Max, hastalarla ilgilenmek için hemen revire döndü. Bir gün daha geçmiş ve yeni bir güneş doğuyordu. Şöminenin yanına uzandıp dinlenmek için gözlerini kapadı. Bir süre sonra içeri giren güneş ışığının göz kapaklarını deldiğini hissederek uyandı. Gece dinlenmeye çekilen büyücüler sırayla revire girdiler.

Max yorgunluktan hâlâ kütük gibi olan vücudunu kaldırdığı sırada yandan bir inilti duyuldu. Uykunun bir anda vücudundan uzaklaştığını hissetti ve başını sese doğru çevirdi. Yatakta bir ceset gibi yatan Garrow, bir eliyle başını tutuyordu.

“Ga-Garrow! Uyanık mısın?” Aceleyle yanına gidip diz çöktü.

Garrow, korkunç bir baş ağrısı çeken biri gibi şakaklarına sertçe bastırdı, yüzünü buruşturdu ve göz kapaklarını zar zor kaldırdı.

Kalbinin sıkıştığını hissetti. Sanki net göremiyormuş gibi bir gözü odaklanmamıştı. Şaşkın bir yüzle onu izleyen Max, Garrow'un kurumuş dudaklarını şapırdattığını görünce hızla çaydanlığı alıp bir bardağa su doldurdu. Suyu aceleyle ağzına götürürken Garrow boğuk bir sesle mırıldandı. “Kafamda bir delik var gibi hissediyorum. Hiç bu kadar korkunç bir baş ağrısı çekmemiştim.”

Max rahat bir nefes aldı. Neyse ki, herhangi bir beyin hasarı geçirmemiş gibi görünüyordu.

“Ciddi bir kafa travmasıyla revire geldin. Bayılmadan önce olanları hatırlıyor musun?”

Kaşlarını çattı ve mırıldandı.

“Tepede canavarlarla savaştığımı hatırlıyorum. Ancak... o zamandan beri...”

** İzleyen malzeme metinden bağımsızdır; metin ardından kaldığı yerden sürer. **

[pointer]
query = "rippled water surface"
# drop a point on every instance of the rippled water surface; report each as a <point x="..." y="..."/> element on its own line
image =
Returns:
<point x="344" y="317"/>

Hala kafası karışık gibiydi. Max, yoldan geçen bir askerden bir kâse arpa lapası istedi ve ona bir bardak daha su doldurdu. Garrow ağırlığını bir dirseğine verip aceleyle Max’in ona döktüğü su bardağına uzandı. Sonra kısılmış gözlerle kışlanın içine baktı ve sordu.

"Ne kadar süredir baygındım?"

"N-neredeyse... beş gün." diye yanıtladı tereddütle. Zamanın geçişini kontrol edecek cesareti bile yoktu, bu yüzden emin değildi.

Garrow derin bir nefes verdi ve bir eliyle yüzünü ovuşturdu.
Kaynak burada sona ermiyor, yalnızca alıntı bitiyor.